Lo interesante de Yo, Daniel Blake es que no es una película que reduce su mirada a un caso testimonial de simple denuncia ante las arbitrariedades del sistema. Como bien nos tiene acostumbrados a lo largo de su filmografía, Loach describe un mundo que es el de la clase proletaria y sus devenires en el contexto de este escenario globalizado, dominado  por los designios del sector privado. En consecuencia, Loach nunca reduce su película a las peripecias de este sexagenario que se niega a aprender a usar un mousse y que no logra llenar un formulario para acceder a la posibilidad de una pensión, sino que ese mundo microscópico le permite posar la mirada sobre un sistema perverso que hace de la asepsia burocrática un don. Ahí tenemos al tallerista que enseña a hacer curriculums vitaes para seducir a las empresas y remarca la importancia de saber venderse haciendo depender la obtención del empleo de la voluntad de los sujetos y no de los factores objetivos. Esa omisión de las posibilidades reales de acceso de las clases populares a trabajos de calidad -y, en realidad, a una vida de calidad- es lo que concentra la atención de Loach. Esa lógica deshumanizada que Daniel Blake, desde su marginalidad, denuncia es lo que estremece y, en ese punto, ciertas críticas a una supuesta demagogia y empatía excesiva que el cine de Loach genera para con sus personajes no deja de parecer una ingenuidad que disocia el hecho artístico del componente político presente como tal.

El cine de Loach funciona, entonces, como un martillo que golpea incesantemente sobre la conciencia del espectador pero que, en este caso, viene acompañada de una facilidad notable para contar historias. Es ese carácter de artesano lo que emparenta a Loach con cierto cine clásico, sobre todo en su fluidez narrativa y en la apertura hacia un universo trágico expansivo: la tragedia individual es la tragedia colectiva, y ambas se retroalimentan.
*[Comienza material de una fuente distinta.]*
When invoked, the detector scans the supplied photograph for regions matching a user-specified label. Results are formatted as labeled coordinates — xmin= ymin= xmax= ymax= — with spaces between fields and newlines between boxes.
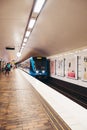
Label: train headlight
xmin=36 ymin=70 xmax=39 ymax=74
xmin=42 ymin=70 xmax=45 ymax=73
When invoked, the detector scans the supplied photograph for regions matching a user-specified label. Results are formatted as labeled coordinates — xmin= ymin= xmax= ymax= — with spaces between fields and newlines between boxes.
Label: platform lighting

Allí tenemos a este viudo ermitaño y casi fuera del mundo que lucha contra viento y marea para sostener sus beneficios sociales. Pero no está solo. Tan importante como el propio Daniel Blake es el personaje de Kathie (Hayley Squire), una madre soltera que debe mantener a dos hijos pequeños y que también se encuentra desocupada.

Es notable el amor con el que Loach y Laverty construyen y filman a sus personajes. Ese amor y cuidado que se tienen ambos personajes contrasta con la maquinaria fría y calculadora de un sistema que devora a los sujetos (y no solo a ellos, ya que la mirada de Loach es una mirada que piensa en términos de clase) más desprotegidos. La ausencia del Estado es compensada entonces por las acciones individuales que siempre implican un imperativo moral. Allí donde no hay Estado y donde no hay sociedad solo quedan sujetos librados a lo que su conciencia les dicte.
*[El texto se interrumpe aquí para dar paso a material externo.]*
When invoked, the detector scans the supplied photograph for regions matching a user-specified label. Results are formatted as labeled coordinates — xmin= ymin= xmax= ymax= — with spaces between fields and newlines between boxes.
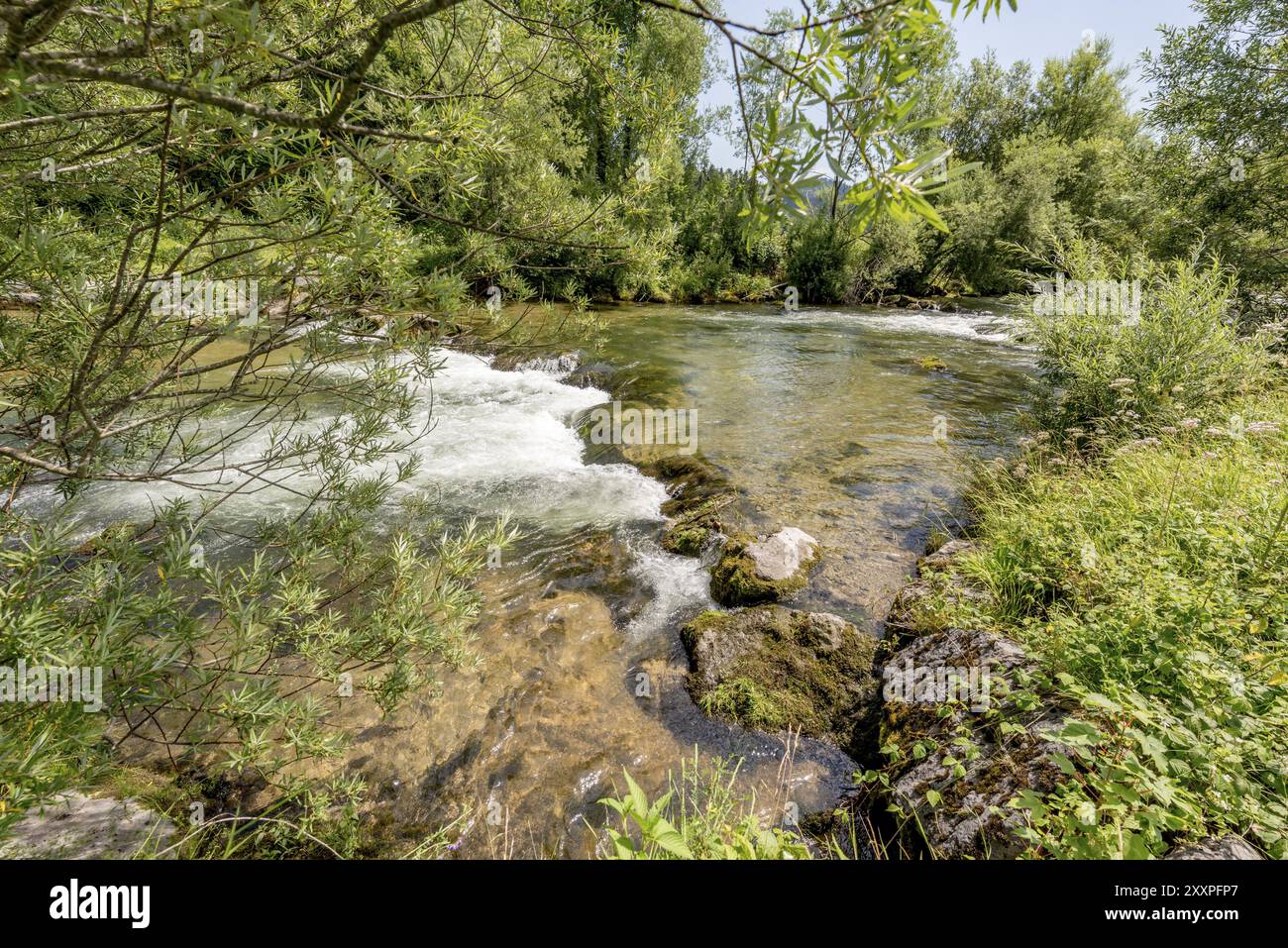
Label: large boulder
xmin=711 ymin=527 xmax=821 ymax=605
xmin=886 ymin=540 xmax=991 ymax=640
xmin=880 ymin=629 xmax=1065 ymax=859
xmin=0 ymin=793 xmax=175 ymax=859
xmin=682 ymin=605 xmax=877 ymax=754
En este punto, es interesante el personaje del amigo inmigrante de Blake, quien vende zapatillas importadas de manera clandestina y entabla un vínculo de afecto conmovedor con nuestro héroe. Es esa moral solidaria que describe Loach lo que distingue a los personajes que filma del resto de un sistema que funciona como una máquina de expulsar y escupir a los sujetos más vulnerables.

Hay sí un detalle que remarcar: pese a las virtudes tanto estéticas como políticas de la película no se puede dejar de observar cierto sentimentalismo innecesario en la escena final, en lo que pareciera funcionar como una toma de partido explícita. Podríamos, por otro lado, pensar que el cine de Loach (con sus cumbres y sus películas menos logradas) no es otra cosa que una gran toma de partido: Loach no solo quiere contar un cuento sino que tiene la necesidad de decirnos de qué lado de las cosas está, y eso es un rasgo infrecuente en el marco de un cine por demás apolítico que pareciera rehuir al conflicto social. Su cine, belicoso y proletario, sacude la modorra del espectador bien pensante y funciona como crónica de este tiempo de derrota de las clases populares a escala global y como testimonio de un artista comprometido con las luchas de los oprimidos, algo que no se puede decir de muchos cineastas en la actualidad.

Yo, Daniel Blake (I, Daniel Blake, Inglaterra/Francia/Bélgica, 2016), de Kean Loach c/Dave Johns, Hayley Squires, Briana Shann, 100′.